Quizá nos queda mucho para ser humanos del todo, y la realidad a veces nos lo suelta a la cara. Vivo estos días una circunstancia familiar triste: la pérdida de un ser querido. Por supuesto era muy buena persona, crecido en años y experiencias, vital. Llegó una complicación de salud que se lo llevó en unos días. La familia lo lloramos ahora mismo mientras escribo esto, mientras el pueblo entero está pasando por el velatorio en una mañana luminosa, con duelo en las miradas. Se escuchan los comentarios esperables, los lugares comunes que todos decimos, ese bálsamo para el sentimiento de desgarro ante la pérdida. Por más que los ritos intentan conducir el duelo, nos sentimos como la primera persona en sentir esa separación definitiva. Todas las estirpes humanas hemos encontrado en la muerte esas preguntas y esas incomprensiones que aunque intentamos solventar y asumir nos dejan indefensas.

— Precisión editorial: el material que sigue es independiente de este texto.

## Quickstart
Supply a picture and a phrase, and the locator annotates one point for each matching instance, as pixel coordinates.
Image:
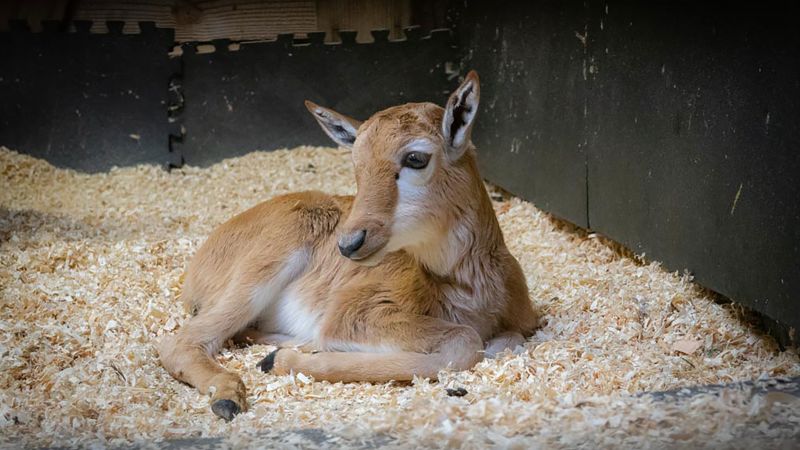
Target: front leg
(507, 340)
(395, 346)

Leía hace unas semanas de una chimpancé en un zoológico valenciano que incapaz de asumir la muerte de su bebé recién nacido lleva varios meses llevándolo agarrado a ella, cuidándolo. Un día lo dejará, pero mientras tanto el grupo al que pertenece la comprende y la respeta con su cariño.

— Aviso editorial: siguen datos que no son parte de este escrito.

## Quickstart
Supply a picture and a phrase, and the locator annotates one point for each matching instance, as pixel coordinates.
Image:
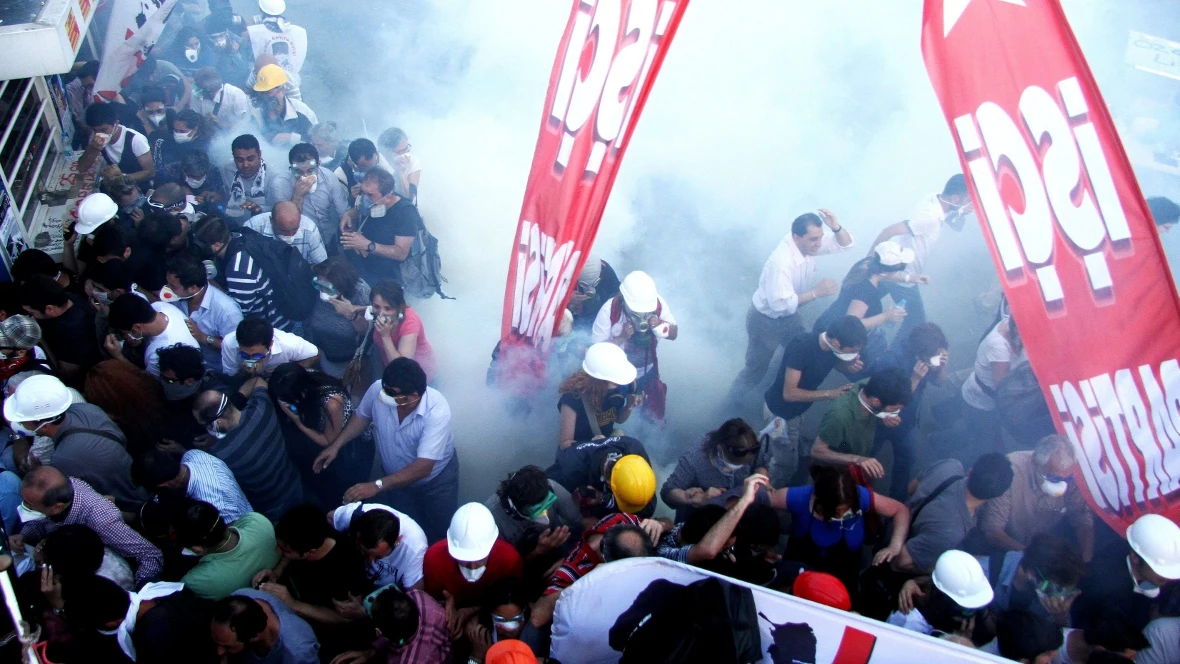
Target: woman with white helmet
(597, 398)
(636, 320)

Es curioso que hace solamente unos decenios hablar de duelo en los animales era tomado por una antropomorfización exagerada. Los etólogos nos lo descubrieron en primates, primos nuestros. Pero lo sabemos en muchas otras especies animales, sean orcas o elefantes. Los comportamientos sociales y altruistas en otras especies nos hacen reflexionar sobre si los humanos no somos simplemente animales un poco más indefensos unos días y más sagaces otros.
Quizá ser humano es encontrar un balance entre la alegría y el duelo. O poderlo hacer mientras velas a alguien que fue mucho para la familia hace nada.